Fátima Gavioli vai dar aulas de pós-gradução em faculdade particular de Goiânia, para complementar renda e custear sua manutenção em Goiânia, drama dos secretários que vieram de fora

A secretária estadual de Educação Fátima Gavioli assinou contrato para trabalhar como professora de curso de pós-graduação em Psicopedagogia em uma faculdade particular de Goiânia (a Faculdade Delta, associada ao Colégio Delta).

 

Ela ministrará aulas em finais de semana, como é padrão em todo e qualquer curso de pós-gradução, devendo receber – no caso dela, que é doutora – entre R$ 3 e 4 mil reais por fim de semana, mas exclusivamente quando ela atuar como professora naquele período.

 

Como titular da pasta da Educação, Fátima Gavioli recebe R$ 14.999 mensais líquidos, valor com o qual ela deve fazer face às suas despesas, inclusive de mudança para Goiânia, já que ele veio de fora (morava em Rondônia, onde, inclusive, foi candidata a deputada estadual, sem sucesso,  nas últimas eleições).
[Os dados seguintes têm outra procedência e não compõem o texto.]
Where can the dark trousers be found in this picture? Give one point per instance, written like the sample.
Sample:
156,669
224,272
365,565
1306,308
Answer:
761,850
Não é preciso de mais informações para saber que esse salário é insuficiente ou no mínimo apertado para quem está se instalando em uma cidade onde nunca pisou antes – os gastos são pesados para qualquer um.

 

Em uma reunião com a sua assessoria na Seduce, há poucos dias, ela fez um desabafo: disse que o salário de secretária é baixo demais e que, após as despesas obrigatórias, só sobram R$ 4 mil mensais e que isso, em especial para quem está morando longe da família, acaba em sofrimento. É o mesmo drama enfrentado por todos os secretários que o governador Ronaldo Caiado trouxe de fora.